Saint George and the Dragon by Margaret Hodges

St. George and the DragonIt’s difficult to believe that though we have been writing this blog for five years, I have never mentioned the picture book I loved the most as a child. Most of the picture books I had were purchased at library book sales, but given its publication date (1984), my copy of Saint George and the Dragon was bought new.

I spent hours pouring over the gorgeous, intricate illustrations, more fascinating to me in their beauty than any number of search-and-find picture books; though there was no particular item I was meant to search out, discovering a beetle on a flower in the border of a painting was just as rewarding.

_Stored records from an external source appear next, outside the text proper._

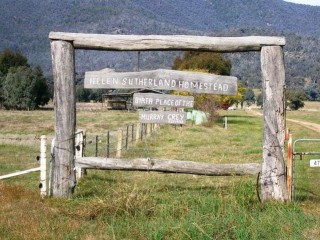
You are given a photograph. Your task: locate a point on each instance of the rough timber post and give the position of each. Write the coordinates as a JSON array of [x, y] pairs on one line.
[[65, 117], [273, 179]]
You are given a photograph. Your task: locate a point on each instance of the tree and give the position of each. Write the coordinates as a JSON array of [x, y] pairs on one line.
[[294, 99], [249, 97], [260, 100], [312, 92], [2, 78], [10, 59], [209, 62], [25, 89]]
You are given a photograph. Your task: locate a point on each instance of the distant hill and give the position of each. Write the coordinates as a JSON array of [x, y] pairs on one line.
[[25, 26]]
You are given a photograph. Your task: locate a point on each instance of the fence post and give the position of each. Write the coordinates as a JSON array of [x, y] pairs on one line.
[[127, 137], [225, 122], [149, 125], [43, 166], [138, 131], [289, 166], [97, 145], [108, 144], [132, 132], [119, 144], [79, 152]]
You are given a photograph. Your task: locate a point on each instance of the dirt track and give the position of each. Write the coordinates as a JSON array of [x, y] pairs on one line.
[[312, 126]]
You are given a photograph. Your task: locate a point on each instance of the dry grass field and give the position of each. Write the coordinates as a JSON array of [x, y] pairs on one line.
[[142, 205]]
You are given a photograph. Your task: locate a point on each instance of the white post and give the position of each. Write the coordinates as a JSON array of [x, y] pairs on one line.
[[138, 131], [79, 151], [43, 166], [119, 144], [225, 123]]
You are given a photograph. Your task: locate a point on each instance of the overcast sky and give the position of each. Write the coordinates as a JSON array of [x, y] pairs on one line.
[[309, 2]]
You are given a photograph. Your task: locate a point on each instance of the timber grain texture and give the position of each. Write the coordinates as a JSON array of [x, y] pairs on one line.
[[168, 166], [63, 66], [166, 42]]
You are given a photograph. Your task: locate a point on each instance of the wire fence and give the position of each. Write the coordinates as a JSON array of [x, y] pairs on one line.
[[306, 169], [23, 153], [114, 143], [18, 153]]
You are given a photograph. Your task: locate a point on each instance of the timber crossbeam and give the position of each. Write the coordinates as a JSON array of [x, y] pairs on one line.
[[168, 166], [166, 42]]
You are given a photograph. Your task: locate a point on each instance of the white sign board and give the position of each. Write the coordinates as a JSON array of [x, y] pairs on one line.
[[162, 117], [163, 79], [162, 100], [315, 163]]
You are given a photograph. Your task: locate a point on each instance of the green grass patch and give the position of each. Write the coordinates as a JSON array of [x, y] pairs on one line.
[[148, 205]]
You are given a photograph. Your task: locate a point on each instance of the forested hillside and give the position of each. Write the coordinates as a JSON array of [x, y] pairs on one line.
[[25, 26]]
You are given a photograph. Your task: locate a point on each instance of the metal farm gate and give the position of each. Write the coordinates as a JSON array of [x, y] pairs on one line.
[[306, 170]]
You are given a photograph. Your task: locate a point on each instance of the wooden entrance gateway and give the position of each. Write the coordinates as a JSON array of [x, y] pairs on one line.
[[63, 45]]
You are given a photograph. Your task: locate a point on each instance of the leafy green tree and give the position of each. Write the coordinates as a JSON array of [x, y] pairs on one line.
[[40, 88], [25, 89], [211, 63], [2, 78], [294, 99], [260, 100], [312, 92], [10, 59]]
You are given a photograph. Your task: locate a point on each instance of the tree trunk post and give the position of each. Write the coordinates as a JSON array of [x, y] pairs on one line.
[[273, 176], [65, 117], [119, 143]]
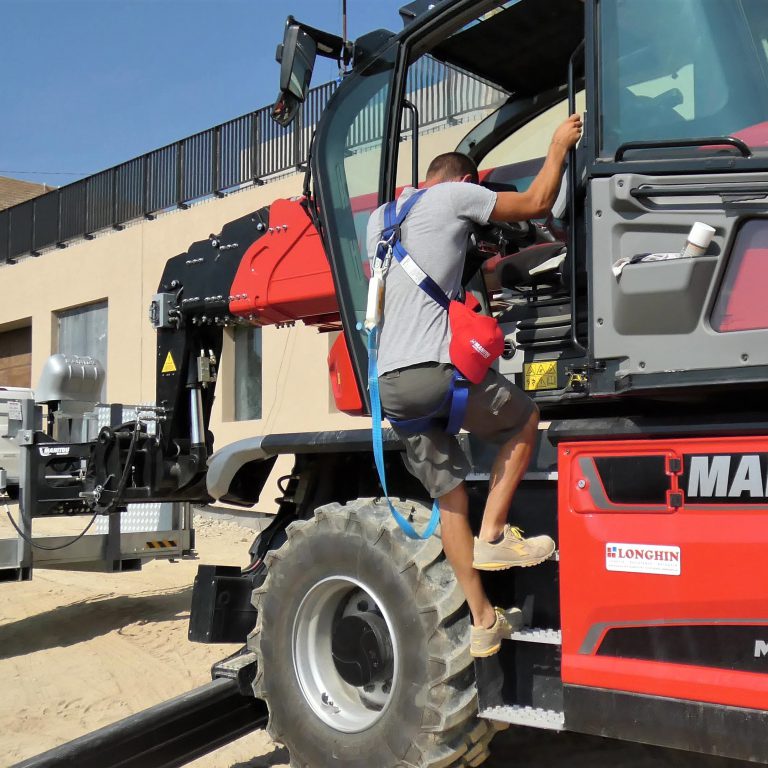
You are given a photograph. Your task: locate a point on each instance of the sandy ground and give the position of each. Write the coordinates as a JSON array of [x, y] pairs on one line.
[[79, 651]]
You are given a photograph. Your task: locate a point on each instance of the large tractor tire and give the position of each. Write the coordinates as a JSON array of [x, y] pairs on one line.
[[362, 645]]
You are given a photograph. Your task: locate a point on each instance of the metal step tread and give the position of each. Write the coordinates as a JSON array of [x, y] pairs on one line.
[[534, 635], [532, 716]]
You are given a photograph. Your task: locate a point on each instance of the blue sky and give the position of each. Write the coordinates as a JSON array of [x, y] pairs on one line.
[[87, 84]]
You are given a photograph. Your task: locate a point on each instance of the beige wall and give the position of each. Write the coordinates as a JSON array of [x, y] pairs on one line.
[[125, 267]]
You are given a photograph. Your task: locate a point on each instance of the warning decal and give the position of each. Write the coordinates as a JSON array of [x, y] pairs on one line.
[[169, 366]]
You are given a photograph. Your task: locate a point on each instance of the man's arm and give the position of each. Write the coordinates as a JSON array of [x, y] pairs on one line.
[[537, 200]]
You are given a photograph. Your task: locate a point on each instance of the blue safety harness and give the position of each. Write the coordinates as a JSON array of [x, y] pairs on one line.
[[455, 401]]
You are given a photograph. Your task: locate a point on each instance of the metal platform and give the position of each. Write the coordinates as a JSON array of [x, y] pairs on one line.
[[531, 716]]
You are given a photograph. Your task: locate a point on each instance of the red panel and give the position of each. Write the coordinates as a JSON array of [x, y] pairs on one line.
[[741, 304], [723, 574], [343, 382], [285, 275]]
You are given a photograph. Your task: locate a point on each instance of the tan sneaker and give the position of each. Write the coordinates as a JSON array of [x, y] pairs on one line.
[[486, 642], [512, 550]]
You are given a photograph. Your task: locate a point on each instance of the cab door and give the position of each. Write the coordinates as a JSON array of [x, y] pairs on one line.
[[681, 120]]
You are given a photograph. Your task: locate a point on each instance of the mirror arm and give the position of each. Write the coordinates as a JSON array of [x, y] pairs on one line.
[[328, 45], [415, 151]]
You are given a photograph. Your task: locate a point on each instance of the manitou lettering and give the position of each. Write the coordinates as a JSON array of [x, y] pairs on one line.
[[727, 476]]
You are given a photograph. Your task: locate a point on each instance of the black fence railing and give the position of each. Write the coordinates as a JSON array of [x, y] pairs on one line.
[[243, 151]]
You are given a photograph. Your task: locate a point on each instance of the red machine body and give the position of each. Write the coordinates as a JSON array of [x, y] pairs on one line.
[[663, 568], [284, 276]]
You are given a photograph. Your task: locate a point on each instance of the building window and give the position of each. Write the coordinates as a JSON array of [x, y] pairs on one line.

St. George and the DragonEven at the age of five I was already familiar with most of the common fairy tales (and some of the uncommon ones), so it was a treat to hear a story that was new to me, especially since it was adapted from something that sounded evocative and wonderful: The Fairy Queen. Due no doubt to its exerptation from this longer work, the narrative seems to start after the beginning of the story (helped in this regard by several pages of illustrations before the title page), and stop before the ending, but the incredible depth found in both the text and paintings make it completely satisfying.

This book cemented my love for myths and legends, medieval history and literature, and provided an introduction to medieval illumination in illustrator Trina Schart Hyman’s wonderfully referential artwork. I can’t recommend it highly enough.